Dans un rapport, la Cour des comptes constate que l’État ne se préoccupe pas suffisamment des gains de productivité obtenus lors de la numérisation des services publics. Elle recommande de procéder systématiquement à des études d'impact et de retour sur investissement de chaque projet de transformation numérique et de tirer parti de l'IA.
Depuis le début des années 2000, la numérisation des services publics a représenté un véritable levier pour réformer l’État. Elle a profité aux usagers, qui peuvent à présent effectuer leurs démarches de manière plus efficace grâce aux plateformes en ligne. Les agents de l’État ont également bénéficié de cette transition, en facilitant leur travail au quotidien. Mais comment l’arrivée de ces outils numériques se traduit-elle en termes de gains de productivité au sein des administrations ? La question est importante, dans un contexte où l’État doit lui aussi consentir à des efforts pour redresser les finances publiques. La Cour des comptes vient de publier un rapport pour faire le point sur ce sujet.
Le bilan est pour lui moins critique, puisque les magistrats considèrent que les gains de productivité liés au numérique ne sont pas une préoccupation mise en avant par les services de l’État. Il faut dire que les mesurer est complexe, car l’administration publique ne dispose pas de prix de marché pour ses services. Pourtant, depuis 2001, la LOLF (Loi organique relative aux lois de finances) a instauré une démarche de performance dans la manière de conduire les administrations. Mais les sages de la rue de Cambon notent que « moins de 2 % des indicateurs de la LOLF mettent en regard une production administrative et les moyens alloués. »

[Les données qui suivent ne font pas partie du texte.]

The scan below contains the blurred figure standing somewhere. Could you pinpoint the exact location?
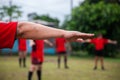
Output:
[28,40,53,80]
[18,39,27,67]
[85,34,117,70]
[55,38,69,69]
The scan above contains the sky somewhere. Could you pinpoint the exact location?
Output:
[0,0,84,23]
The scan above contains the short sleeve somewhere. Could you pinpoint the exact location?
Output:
[0,22,17,49]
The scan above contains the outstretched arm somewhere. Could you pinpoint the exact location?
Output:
[17,22,94,41]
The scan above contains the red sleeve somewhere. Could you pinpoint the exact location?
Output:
[0,22,17,49]
[90,38,96,44]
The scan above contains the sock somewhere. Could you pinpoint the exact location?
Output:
[28,71,33,80]
[37,70,42,80]
[19,58,22,67]
[23,58,26,67]
[58,59,60,68]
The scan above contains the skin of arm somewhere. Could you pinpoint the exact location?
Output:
[16,22,94,41]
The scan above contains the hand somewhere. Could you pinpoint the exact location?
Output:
[113,41,117,44]
[63,31,94,42]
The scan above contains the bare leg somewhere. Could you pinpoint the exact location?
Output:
[23,51,26,67]
[19,51,22,67]
[64,54,68,69]
[28,64,36,80]
[37,63,42,80]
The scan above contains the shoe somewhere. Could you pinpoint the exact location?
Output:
[93,67,97,70]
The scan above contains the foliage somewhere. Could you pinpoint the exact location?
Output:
[28,13,59,26]
[63,1,120,57]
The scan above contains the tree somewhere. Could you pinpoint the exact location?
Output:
[64,1,120,56]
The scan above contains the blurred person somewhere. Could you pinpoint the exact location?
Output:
[28,40,53,80]
[55,38,69,69]
[0,21,94,49]
[84,34,117,70]
[18,39,27,67]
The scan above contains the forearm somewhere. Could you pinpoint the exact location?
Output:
[17,22,65,39]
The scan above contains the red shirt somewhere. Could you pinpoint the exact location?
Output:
[31,40,44,62]
[18,39,26,51]
[56,38,66,52]
[0,22,17,49]
[91,38,108,50]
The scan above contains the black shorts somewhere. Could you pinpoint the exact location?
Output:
[57,51,67,55]
[95,50,104,57]
[32,58,43,65]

Créé en 2017, le Fonds de transformation de l’action publique (FTAP) a lui aussi fait des gains de productivité un critère central de décision de financement des projets. Sauf que là encore, il apparaît que « l’évaluation des gains en amont (réduction des effectifs, baisse des coûts de fonctionnement, augmentation des recettes) réalisée par la direction chargée de la maîtrise d’ouvrage apparaît souvent lacunaire ou théorique. » Depuis 2019, la Direction interministérielle du numérique (Dinum) a été créée pour accompagner et faire réussir les projets numériques de l’État, mais « les gains attendus, et notamment ceux de productivité, ne font presque jamais l’objet de constats ou de recommandations dans ces avis. »
Exploiter de nouveaux gisements de gains de productivité grâce à l’IA
Face à cette situation, la Cour des comptes préconise de procéder systématiquement à des études documentées d’impact et de retour sur investissement des grands projets numériques de l’État, puis d’assurer leur suivi en termes de qualité de service et d’économies attendues. Pour cela, elle conseille de disposer d’indicateurs analytiques suffisamment précis pour identifier les gains de productivité. Dès la phase de cadrage des projets numériques, les magistrats proposent de renforcer la procédure existante d’avis conforme pilotée par la Dinum afin d’intégrer des enjeux de méthodologie et de productivité.
Les Sages de la rue de Cambon recommandent aussi de « tirer parti de l’intelligence artificielle pour exploiter de nouveaux gisements de gains de productivité. » Le rapport cite de nombreuses tâches que peut potentiellement effectuer cette nouvelle technologie : résumer et synthétiser des informations, aider à la décision sur la définition de politiques publiques, améliorer la qualité et l’efficience des services, générer des contenus, apporter assistance et support aux usagers (chatbot), et enfin optimiser les développements logiciels dans les projets numériques de l’État.
Un exemple réussi de gains de productivité obtenus suite au déploiement d’une IA au sein de la Direction générale des finances publiques (DGFiP) est d’ailleurs cité dans le document. L’objectif initial était de repérer les dépenses de l’État présentant des risques d’irrégularité. Un traitement automatisé de l’analyse prédictive (TAAP) a donc été mis en place et cible de manière automatique les factures qui seront contrôlées par les agents comptables. Trois ans après son arrivée, ce nouvel outil a permis de réduire le nombre de contrôles de 32 % tout en multipliant par 5 le taux d’erreur détecté. « Le logiciel est donc un auxiliaire performant des services comptables », analysent les magistrats.